[Intel-gfx] [PATCH] drm/i915/userptr: Probe existence of backing struct pages upon creation

Tvrtko Ursulin tvrtko.ursulin at linux.intel.com
Mon Jul 26 16:10:43 UTC 2021


On 26/07/2021 16:14, Jason Ekstrand wrote:
> On Mon, Jul 26, 2021 at 3:31 AM Maarten Lankhorst
> <maarten.lankhorst at linux.intel.com> wrote:
>>
>> Op 23-07-2021 om 13:34 schreef Matthew Auld:
>>> From: Chris Wilson <chris at chris-wilson.co.uk>
>>>
>>> Jason Ekstrand requested a more efficient method than userptr+set-domain
>>> to determine if the userptr object was backed by a complete set of pages
>>> upon creation. To be more efficient than simply populating the userptr
>>> using get_user_pages() (as done by the call to set-domain or execbuf),
>>> we can walk the tree of vm_area_struct and check for gaps or vma not
>>> backed by struct page (VM_PFNMAP).
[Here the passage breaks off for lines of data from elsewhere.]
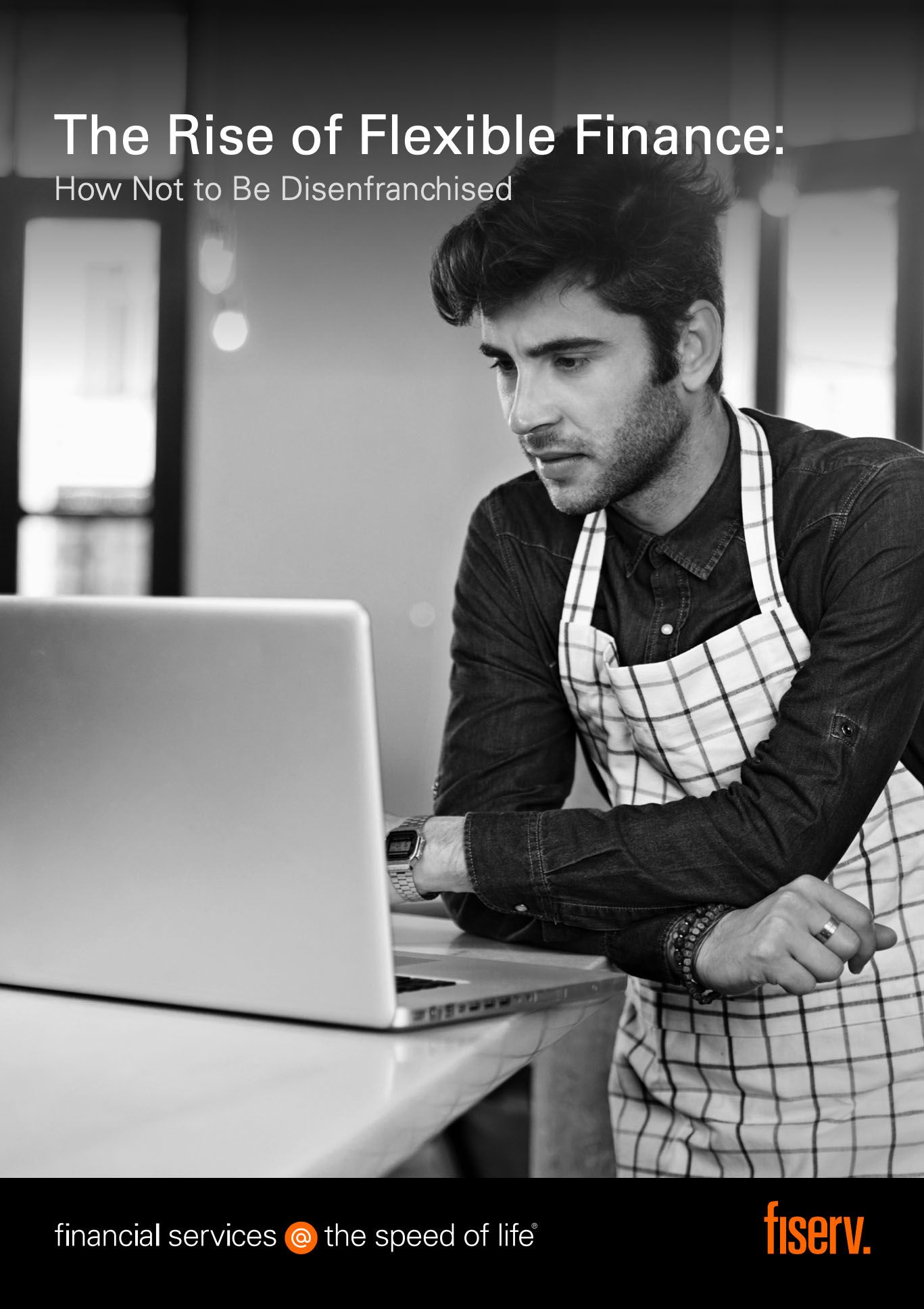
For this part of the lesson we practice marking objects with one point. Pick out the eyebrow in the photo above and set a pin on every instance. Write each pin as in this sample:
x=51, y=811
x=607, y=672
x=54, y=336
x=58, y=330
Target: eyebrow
x=548, y=347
The question is how to handle
>>> VM_MIXEDMAP which may be either struct page or pfn backed...
>>>
>>> With discrete we are going to drop support for set_domain(), so offering
>>> a way to probe the pages, without having to resort to dummy batches has
>>> been requested.
>>>
>>> v2:
>>> - add new query param for the PROBE flag, so userspace can easily
>>>    check if the kernel supports it(Jason).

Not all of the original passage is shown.